I am just a developer, who doesn't have deep knowledge in DBA. So need experts suggestions in this. I have two offline databases in two cities, I want to make a synchronization between two databases using a third database which will be stay alway online in a live server.

My problem is like this, Location A database is in New York. Location B database is in Canada. And they are in local machine, so no connection between them. Now I need to show the changes of Location A's to Location B and Location B's to Location A. Yeah this can be solve by MASTER-MASTER replication. Also i have found a way to solve autoincrement indexes issue, by separating index numbers in different servers.

But I need another live server C where Location A's and Location B's change will reflect. So some users need not to access Location A or Location B for looking into changes. I do not also want's to use RING replication. because if one goes down then rest of the RING will be broken.

In summery I want to make the replication like this

enter image description here

Need help about replication process.

Thanks in advance,


  • What version are you running? Does it have "multi-source" replication?
    – Rick James
    Commented Dec 1, 2017 at 18:28
  • it's 5.7. I am still developing the solutions. So I'm open for the suggestions
    – nixon1333
    Commented Dec 3, 2017 at 4:15

1 Answer 1


One solution that could work is a Galera cluster with one node in read-only mode. (See e.g. here for info about geo-distributed Galera cluster.) Galera cluster is a (virtually) synchronous multi-master solution. MariaDB and Percona provide this technology, as does Galera themselves. There is one problem: Since you would be writing to more than one node, there is a higher likelihood of experiencing deadlocks / certification failures, including on commit. (See this article for an explanation.) However, this is something your application could handle if you take care when developing it.

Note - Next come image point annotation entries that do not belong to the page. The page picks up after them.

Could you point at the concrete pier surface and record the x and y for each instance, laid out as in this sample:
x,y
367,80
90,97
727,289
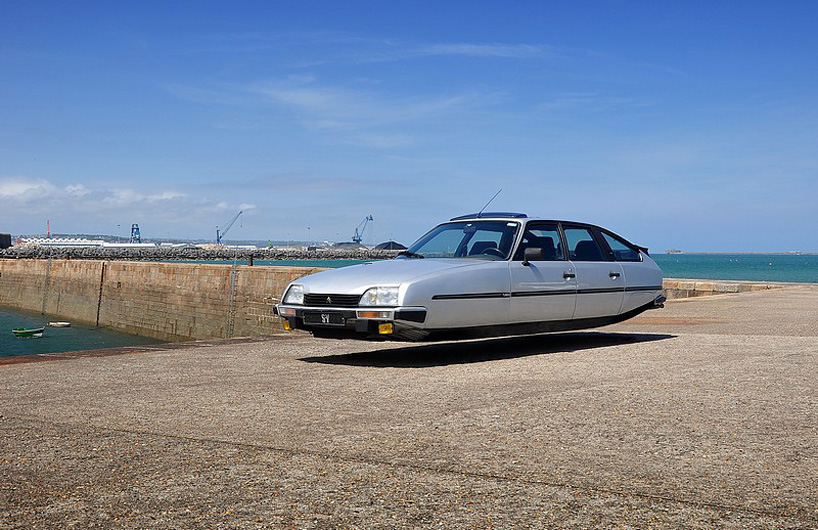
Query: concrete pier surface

Be sure to review the Galera cluster limitations before you decide on this technology. Some of the most notable requirements are: A Linux OS, it only supports the InnoDB storage engine, and all tables must have an explicit primary key.

MySQL Group Replication is a similar technology, but this wouldn't be suitable for geo-distributed database nodes as in your use-case.

  • 1
    Even writing to one node, you can get deadlocks. The only difference is that you must check for errors also on COMMIT. InnoDB and mandatory PK are not big constraints. Galera has a way to handle "Critical read". Another discussion.